Начиналось наше очередное наступление. И Платонов поспешил в знакомый полк к Шадрину.

— Как же так, Андрей Платонович? — спросили его в редакции.

— Лечиться будем после войны. Не один я такой, — ответил Платонов.

Это был великий труженик. Он был неразговорчив, больше слушал, чем говорил. Работать умел и работал в любых условиях. Шум, говор ему не мешали.

Писал охотнее всего о рядовых воинах — солдатах, сержантах, старшинах, партизанах.

Была еще одна тема, которую Платонов никогда не обходил вниманием, — это облик врага, зверства фашистов.

Почитайте очерк Платонова «На могилах русских солдат». Я помню, как он писался. В начале июля 1944 года наши войска освободили многострадальный Минск. Командующий 1-м Белорусским фронтом Маршал Советского Союза К. К. Рокоссовский попросил корреспондентов побывать в фашистских лагерях для советских военнопленных. Два дня мы ездили по лагерям, которые Платонов сразу же назвал фабриками смерти.

После посещения лагеря № 352 Андрей Платонович слег в постель.

Впоследствии он с гневом писал:

«Путь человека может быть сужен колючей проволокой и сокращен поперечными препятствиями — камерами допросов и пыток, карцером и могилой. Именно этой узкой дорогой, огражденной дебрями колючей проволоки, и мимо подземного карцера мы проходили вслед замученным, вослед умершим советским солдатам и офицерам... В комбинате лагерей [59] вокруг Минска — хутор Петрошкевичи, урочище Урочье, урочище Дрозды, деревня Дрозды... урочище Шишковка... — фашисты применили всю, так сказать, композицию средств истребления — от голода до газа и огня, всю свою «промышленность» для производства массовой смерти советского народа. И более того, они ввели здесь утилизацию золы и пепла от сожженных трупов для удобрения почвы в подсобном хозяйстве, продукты которого шли на улучшение стола немецкой полиции. Пепел шашковской кремационной печи, разбросанный на полях полицейского подсобного хозяйства, является фактом всемирного значения, даже в наше время великой трагедии человечества, когда любое действие немцев, примененное ими с целью подавления и истребления свободных людей, уже не кажется новым. В шашковском пепле есть одна принципиальная новость или особенность: пепел трупов шел в конце концов на пищу палачам...»

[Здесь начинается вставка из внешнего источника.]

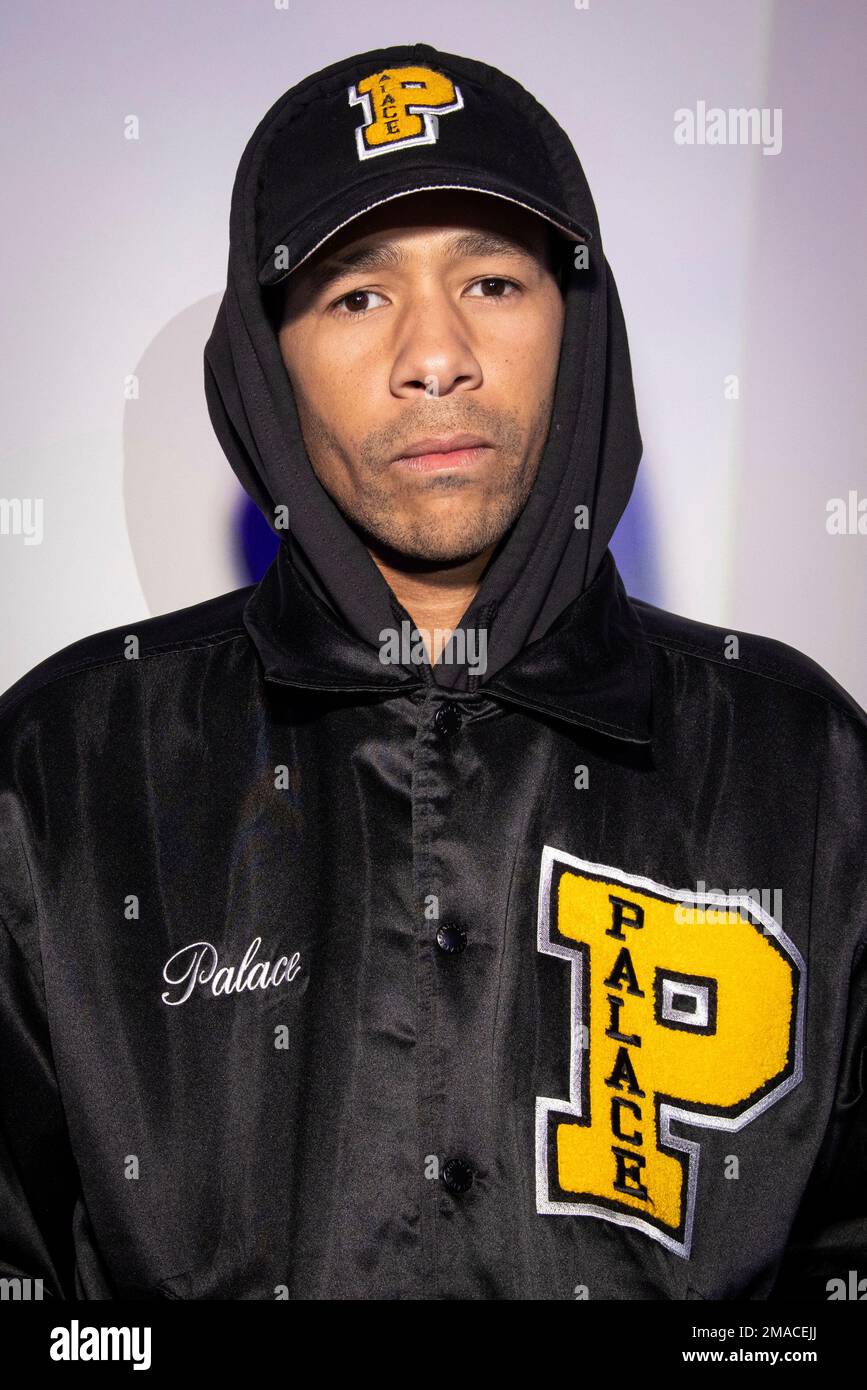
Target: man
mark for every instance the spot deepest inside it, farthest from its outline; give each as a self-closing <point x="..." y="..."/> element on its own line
<point x="430" y="920"/>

Победа застала Андрея Платоновича на Эльбе, куда он пришел вместе с нашими войсками, вместе с сержантом Шадриным.

Несколькими днями позже я видел Платонова в поверженном Берлине. Он выглядел помолодевшим, хотя по-прежнему был худой и по-прежнему много кашлял.

— А ведь дошли, а? — говорил он скорее себе, чем мне. — От самой Волги, от самых Кавказских гор шли, дошли... Вышло по самому высшему человеческому закону...

Писатель совестливый, добрый, одержимый, неистовый и честный, Андрей Платонович Платонов был и на фронте честен и оригинален, смел и одержим.

Горячее сердце

Окраина небольшого кубанского хутора. Собственно, хутора давно нет, он сожжен фашистской авиацией и артиллерией. На месте хат — пепелище, кое-где сиротливо стоят полуразвалившиеся печи с трубами. А вот деревьев много — тополя, клены, яблони, абрикосы, вишни, огонь только подпалил их, и листья на них раньше времени пожелтели. Дальше настоящие кукурузные дебри выше роста человека.

В глубоких капонирах стояли орудия, накрытые зеленой маскировочной сетью. Тут, в засаде, сосредоточен весь отдельный артиллерийский дивизион Кубанского казачьего корпуса.

Темнеет, но еще душно. И непривычно тихо.

Под столетним платаном, свесив ноги в окопы, сидит почти целиком дивизион — загорелые и усатые казаки всех возрастов и званий. Нет тут только расчетов дежурной батареи. В середине, возвышаясь над всеми плечами и головой, поправляя время от времени роскошный черный чуб, держит слово командир дивизиона капитан Степан Чекурда.

— Сегодня, товарищи, — говорит он, — из политотдела получена брошюра писателя Бориса Горбатова. Она называется «Письма к товарищу». Поскольку противник дал нам какое-то свободное время, я прочитаю вам первое письмо.

Казаки поначалу не проявили большого интереса к брошюре — слышались разговоры, смешок, кто-то курил. Чекурда читал: «Родина! Большое слово. В нем двадцать один миллион квадратных километров и двести миллионов земляков. Но для каждого человека Родина начинается в том селении и в той хате, где он родился...»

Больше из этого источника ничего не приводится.